Hermione notò le pareti bianche e spoglie; dei tavolini, delle sedie e delle pile di scatoloni da svuotare sparsi per tutto il perimetro della stanza. Doveva essere un negozio che si stava preparando ad aprire e ad accogliere i futuri clienti del quartiere.

La giovane poi si voltò e vide tre paia di occhi posati su di lei, che la guardavano intensamente. E sorrise.

«Hermione, finalmente. Ti stavamo aspettando già da un po', bambina mia...» disse la donna sulla cinquantina, che si alzò dal suo posto per andarle vicino.

Improvvisamente, gli occhi di Hermione si riempirono di lacrime e, gettandosi tra le braccia della donna dai capelli corvini, disse singhiozzando e a tratti ridendo «Mi dispiace... mi dispiace tanto... Ma sapete... lui era sempre il solito ritardatario!»

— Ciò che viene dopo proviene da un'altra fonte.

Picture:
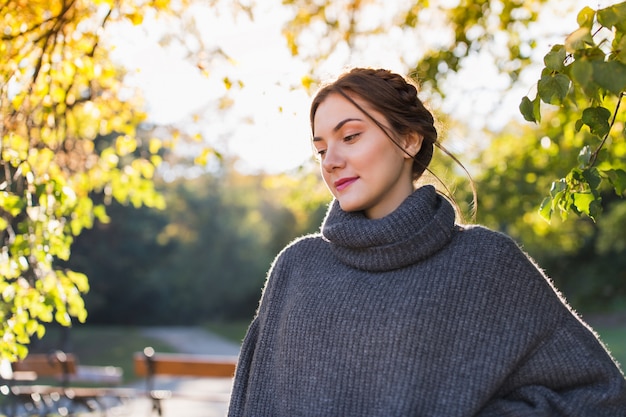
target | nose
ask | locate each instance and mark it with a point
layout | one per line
(332, 159)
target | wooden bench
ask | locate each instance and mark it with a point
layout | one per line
(46, 381)
(150, 364)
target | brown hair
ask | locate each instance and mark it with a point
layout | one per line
(396, 98)
(393, 96)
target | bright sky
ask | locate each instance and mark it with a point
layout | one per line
(268, 126)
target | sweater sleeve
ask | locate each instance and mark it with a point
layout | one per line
(242, 374)
(562, 367)
(249, 361)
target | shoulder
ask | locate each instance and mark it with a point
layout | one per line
(301, 251)
(482, 241)
(495, 256)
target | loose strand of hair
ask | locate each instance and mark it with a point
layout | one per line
(448, 192)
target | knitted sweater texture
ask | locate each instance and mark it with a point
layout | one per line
(412, 315)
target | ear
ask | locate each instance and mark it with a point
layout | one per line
(413, 144)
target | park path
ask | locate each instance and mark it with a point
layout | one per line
(193, 340)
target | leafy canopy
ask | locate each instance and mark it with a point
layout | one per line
(585, 79)
(67, 131)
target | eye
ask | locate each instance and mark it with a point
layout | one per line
(319, 153)
(351, 137)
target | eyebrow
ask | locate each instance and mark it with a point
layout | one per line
(339, 126)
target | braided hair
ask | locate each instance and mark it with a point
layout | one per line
(393, 96)
(396, 98)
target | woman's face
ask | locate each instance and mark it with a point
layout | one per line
(360, 165)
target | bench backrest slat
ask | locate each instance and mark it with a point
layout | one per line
(175, 364)
(47, 365)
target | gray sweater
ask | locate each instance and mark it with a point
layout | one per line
(412, 315)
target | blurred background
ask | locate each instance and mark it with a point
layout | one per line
(178, 159)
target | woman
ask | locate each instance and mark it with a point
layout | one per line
(396, 310)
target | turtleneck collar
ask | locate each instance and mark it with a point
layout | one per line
(418, 228)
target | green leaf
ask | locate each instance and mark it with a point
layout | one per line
(553, 88)
(555, 59)
(586, 17)
(526, 107)
(584, 156)
(617, 177)
(545, 209)
(579, 39)
(592, 178)
(613, 16)
(597, 118)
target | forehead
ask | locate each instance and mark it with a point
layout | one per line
(335, 108)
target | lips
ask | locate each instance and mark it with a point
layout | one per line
(343, 183)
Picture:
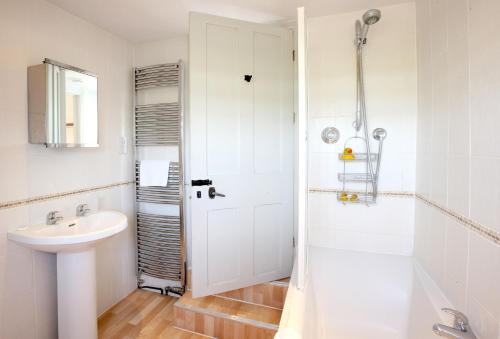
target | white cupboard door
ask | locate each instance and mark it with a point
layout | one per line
(241, 138)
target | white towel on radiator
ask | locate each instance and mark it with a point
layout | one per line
(154, 172)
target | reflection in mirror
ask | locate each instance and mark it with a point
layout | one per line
(74, 107)
(62, 106)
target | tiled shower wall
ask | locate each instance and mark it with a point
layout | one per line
(391, 93)
(458, 154)
(31, 30)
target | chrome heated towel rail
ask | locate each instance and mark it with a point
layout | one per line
(160, 236)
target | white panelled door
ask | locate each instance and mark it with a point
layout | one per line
(241, 132)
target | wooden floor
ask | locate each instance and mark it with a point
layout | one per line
(144, 315)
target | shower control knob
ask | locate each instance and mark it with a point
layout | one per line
(212, 193)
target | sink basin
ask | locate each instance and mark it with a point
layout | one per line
(74, 242)
(74, 235)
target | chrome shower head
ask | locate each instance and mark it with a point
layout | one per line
(372, 16)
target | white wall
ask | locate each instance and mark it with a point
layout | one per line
(30, 31)
(390, 77)
(458, 153)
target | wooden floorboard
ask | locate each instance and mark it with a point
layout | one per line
(234, 308)
(144, 315)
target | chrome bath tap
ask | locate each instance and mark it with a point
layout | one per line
(460, 329)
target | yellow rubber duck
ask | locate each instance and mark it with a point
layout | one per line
(347, 154)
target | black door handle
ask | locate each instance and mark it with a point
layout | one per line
(212, 193)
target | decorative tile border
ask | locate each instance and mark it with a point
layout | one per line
(482, 230)
(401, 194)
(472, 225)
(28, 201)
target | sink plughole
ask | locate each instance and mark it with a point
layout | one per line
(74, 243)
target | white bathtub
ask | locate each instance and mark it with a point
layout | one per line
(356, 295)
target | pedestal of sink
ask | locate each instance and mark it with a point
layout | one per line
(74, 243)
(77, 295)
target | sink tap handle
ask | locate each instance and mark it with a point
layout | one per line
(461, 322)
(82, 210)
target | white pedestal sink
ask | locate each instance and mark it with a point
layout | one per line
(74, 242)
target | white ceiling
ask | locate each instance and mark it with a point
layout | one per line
(149, 20)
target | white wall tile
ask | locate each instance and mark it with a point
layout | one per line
(458, 176)
(484, 274)
(485, 191)
(455, 263)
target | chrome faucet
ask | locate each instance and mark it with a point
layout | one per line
(460, 329)
(82, 210)
(53, 218)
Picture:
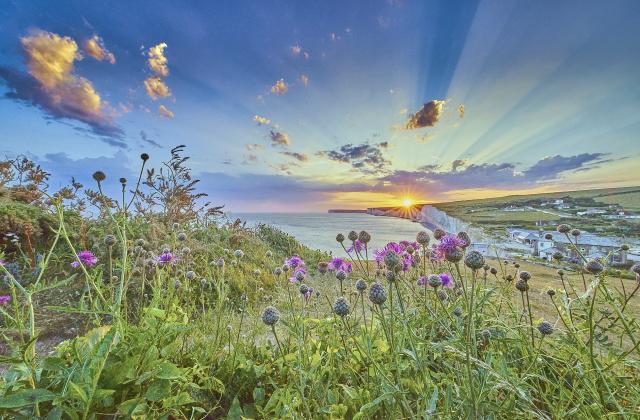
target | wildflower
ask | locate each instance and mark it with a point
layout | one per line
(323, 267)
(545, 328)
(341, 307)
(86, 258)
(364, 237)
(377, 294)
(522, 285)
(294, 261)
(447, 280)
(434, 281)
(166, 259)
(442, 295)
(423, 238)
(593, 266)
(270, 316)
(109, 240)
(474, 260)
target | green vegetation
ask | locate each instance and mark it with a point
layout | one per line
(167, 310)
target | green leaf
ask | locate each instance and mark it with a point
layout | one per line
(26, 397)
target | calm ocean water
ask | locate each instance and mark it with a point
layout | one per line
(318, 230)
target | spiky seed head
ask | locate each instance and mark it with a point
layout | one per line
(361, 285)
(109, 240)
(377, 294)
(434, 280)
(364, 237)
(474, 260)
(464, 237)
(270, 316)
(442, 295)
(303, 289)
(341, 306)
(522, 285)
(99, 176)
(594, 266)
(454, 255)
(545, 328)
(391, 260)
(423, 238)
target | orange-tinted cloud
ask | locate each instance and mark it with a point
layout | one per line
(163, 111)
(156, 88)
(157, 60)
(95, 48)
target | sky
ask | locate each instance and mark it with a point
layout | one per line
(303, 106)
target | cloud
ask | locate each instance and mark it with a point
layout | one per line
(252, 147)
(261, 120)
(52, 85)
(157, 61)
(458, 163)
(163, 111)
(95, 48)
(428, 116)
(146, 139)
(279, 138)
(300, 157)
(156, 88)
(280, 87)
(364, 157)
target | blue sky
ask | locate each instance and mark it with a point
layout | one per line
(436, 100)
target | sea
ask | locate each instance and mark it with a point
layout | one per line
(319, 230)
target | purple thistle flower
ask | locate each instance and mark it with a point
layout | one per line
(294, 262)
(447, 281)
(86, 258)
(166, 259)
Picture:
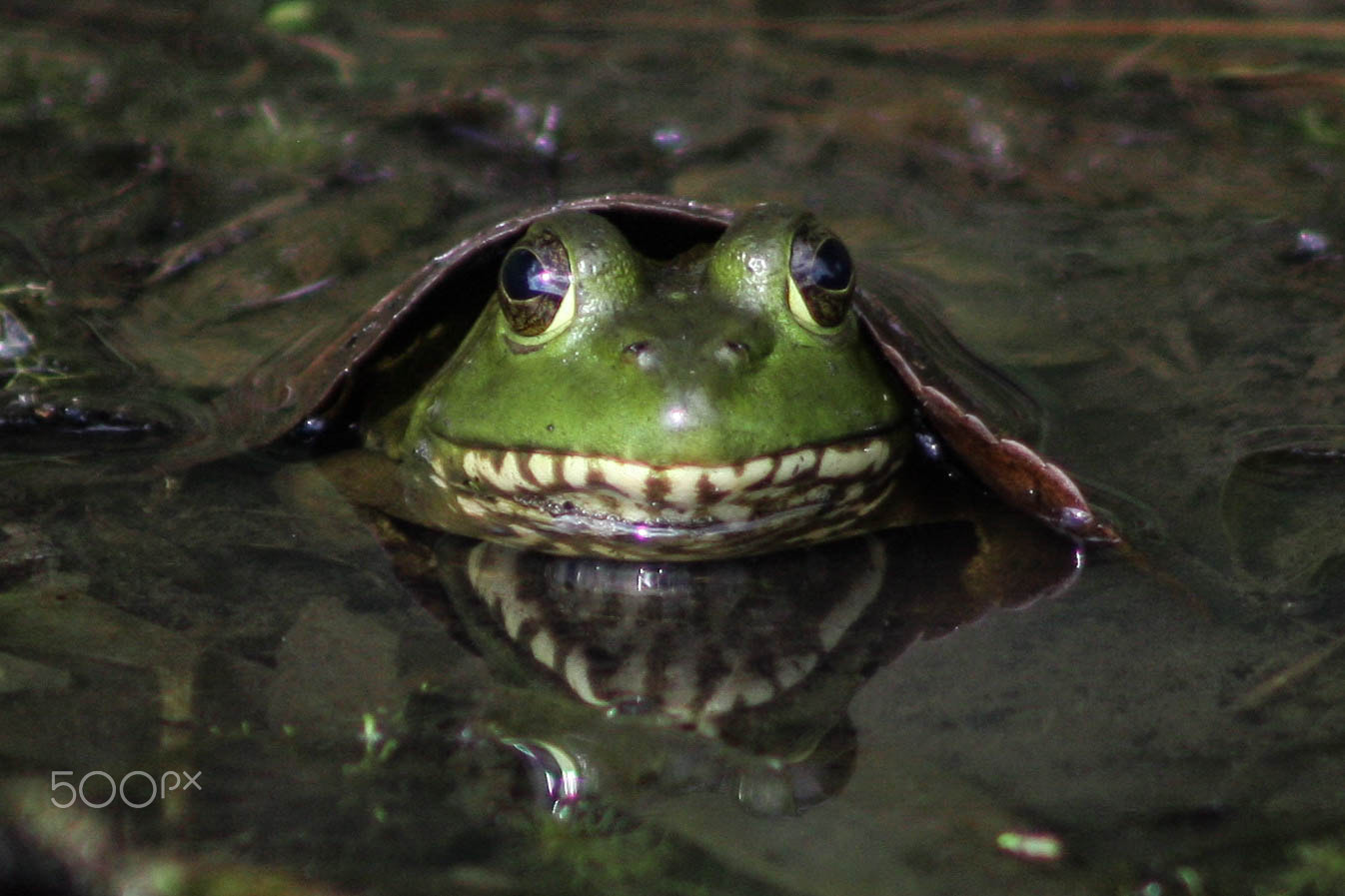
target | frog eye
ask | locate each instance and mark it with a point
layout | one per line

Imelda scoppiò a ridere e a piangere con lei, mentre le accarezzava i capelli per tranquillizzarla. Alle loro spalle, un uomo dalle spalle larghe, i capelli grigi e gli occhi verdi le fissava commosso. Accanto a lui, c'era una ragazza dell'età di Hermione: aveva due grandi occhi color ambra, capelli castani e un sorriso divertito.